SNAX supports labels... I don't feel like having to buy another Finder though, and I never used labels in the first place


----------



## twister (Mar 20, 2002)

thanks but i dont need another finder. 

twister


----------



## ksuther (Mar 20, 2002)

My thoughts exactly 
Maybe Apple will reintroduce labels in 10.2. I never found them very useful though. I'll admit I don't use my computer to make any money or organize things though either  But when I do, separate folders seem so much better.
Also, XDarwin and Fink are quite useful


----------



## twister (Mar 20, 2002)

I never liked labels until i got my web job.  Then when you have to keep track of pages you changed, and emails you send, and things that were final versions, i realized that labels rocked.


----------



## dani++ (Mar 21, 2002)

Also, there's stuff like wht comes from PTH software (lie PTHPasteboard, which is a lifesaver).


Dani++


----------



## pbrice (Mar 22, 2002)

1.  WindowShade X - it's the one feature I truly miss from 9<.  I don't even miss SPring Loaded Folders anyomore.  The great feature set of OS X makes SLF obsolete for me.

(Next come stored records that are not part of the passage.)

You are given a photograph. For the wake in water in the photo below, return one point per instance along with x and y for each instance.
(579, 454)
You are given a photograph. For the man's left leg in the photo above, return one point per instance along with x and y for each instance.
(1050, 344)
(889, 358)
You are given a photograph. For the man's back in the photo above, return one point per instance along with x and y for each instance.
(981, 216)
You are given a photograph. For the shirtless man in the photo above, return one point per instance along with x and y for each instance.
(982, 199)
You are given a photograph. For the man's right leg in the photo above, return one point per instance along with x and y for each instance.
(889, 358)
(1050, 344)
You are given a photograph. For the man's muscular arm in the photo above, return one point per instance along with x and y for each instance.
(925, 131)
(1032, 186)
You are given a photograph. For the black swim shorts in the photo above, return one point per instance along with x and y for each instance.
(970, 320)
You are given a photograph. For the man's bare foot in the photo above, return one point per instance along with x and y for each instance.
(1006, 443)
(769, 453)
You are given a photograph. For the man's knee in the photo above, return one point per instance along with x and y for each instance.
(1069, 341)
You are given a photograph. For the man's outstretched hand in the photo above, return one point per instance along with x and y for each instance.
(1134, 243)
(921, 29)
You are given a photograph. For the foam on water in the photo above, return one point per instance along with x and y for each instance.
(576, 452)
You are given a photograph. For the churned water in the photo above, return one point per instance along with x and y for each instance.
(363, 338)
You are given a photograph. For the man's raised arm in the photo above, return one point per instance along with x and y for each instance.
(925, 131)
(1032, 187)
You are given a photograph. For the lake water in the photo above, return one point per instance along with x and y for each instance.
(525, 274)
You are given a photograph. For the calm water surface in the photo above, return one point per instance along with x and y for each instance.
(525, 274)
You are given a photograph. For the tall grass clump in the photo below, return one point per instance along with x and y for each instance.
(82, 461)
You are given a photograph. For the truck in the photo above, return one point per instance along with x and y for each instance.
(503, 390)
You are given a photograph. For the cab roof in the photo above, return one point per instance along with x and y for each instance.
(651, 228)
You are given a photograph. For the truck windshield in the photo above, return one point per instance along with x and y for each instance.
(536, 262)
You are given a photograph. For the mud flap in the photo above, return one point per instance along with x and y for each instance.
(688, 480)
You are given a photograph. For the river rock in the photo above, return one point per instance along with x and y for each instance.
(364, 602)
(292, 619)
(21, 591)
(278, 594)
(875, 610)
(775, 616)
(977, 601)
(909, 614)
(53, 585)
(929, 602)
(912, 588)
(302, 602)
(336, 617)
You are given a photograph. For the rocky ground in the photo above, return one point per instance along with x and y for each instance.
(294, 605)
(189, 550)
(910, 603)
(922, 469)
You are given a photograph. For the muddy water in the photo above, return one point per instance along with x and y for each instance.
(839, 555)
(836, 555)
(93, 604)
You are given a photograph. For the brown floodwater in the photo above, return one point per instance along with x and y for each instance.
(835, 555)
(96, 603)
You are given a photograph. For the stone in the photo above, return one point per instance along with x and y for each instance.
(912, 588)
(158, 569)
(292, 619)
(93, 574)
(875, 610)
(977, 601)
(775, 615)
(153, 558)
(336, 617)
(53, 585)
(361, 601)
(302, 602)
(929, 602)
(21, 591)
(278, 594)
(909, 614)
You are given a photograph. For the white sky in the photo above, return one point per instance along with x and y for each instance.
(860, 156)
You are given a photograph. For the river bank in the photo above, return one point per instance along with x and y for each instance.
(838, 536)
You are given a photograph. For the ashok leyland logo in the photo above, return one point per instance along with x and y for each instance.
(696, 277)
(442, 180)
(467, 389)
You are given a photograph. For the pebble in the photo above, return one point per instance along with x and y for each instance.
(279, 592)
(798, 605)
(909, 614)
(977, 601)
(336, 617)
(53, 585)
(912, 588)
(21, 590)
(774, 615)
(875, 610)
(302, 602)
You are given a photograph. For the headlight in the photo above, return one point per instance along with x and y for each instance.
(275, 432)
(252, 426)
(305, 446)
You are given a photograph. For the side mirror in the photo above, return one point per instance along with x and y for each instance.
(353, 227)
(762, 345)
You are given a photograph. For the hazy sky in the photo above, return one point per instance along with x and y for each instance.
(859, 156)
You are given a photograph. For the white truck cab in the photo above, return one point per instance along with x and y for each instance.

2.  iSwipe (www.hillmanminx.com) for file sharing through multiple services (the Auto Search feature is great)

3.  RadioFree (www.xlife.org) lets you record internet streaming radio.  It has a great and simple Aqua interface.

4.  eFaxCocoa - free faxing software

5.  Son of Weather Grok - fun weather utility.  The update chime is out of this world hysterical/annoying

I know a lot of people seem to love AWS, but I personally HATED the application menu being on the right side in 9<.  I am glad it is gone and glad those who liked it can get a utility to bring it back.  With the combination of interleved windows, bringing application to front by clicking on the Dock icon, the window menu, hiding and quitting form the Dock,...etc OS X offers more options / functionality than 9< ever did.


----------



## Koelling (Mar 22, 2002)

1.) Fink
2.) Adium
3.) Mozilla
4.) Omniweb
5.) Tinker tools
6.) Graphic Converter
7.) Disk Tracker

I realize that some of those cross the line from Utilities to Apps but I usually think of applications as being work something you work on, like Illustrator or Electric Image and utilities that you work with, like using Graphic Converter to help with a project. It depends on the person whether you use it as a utility or app.


----------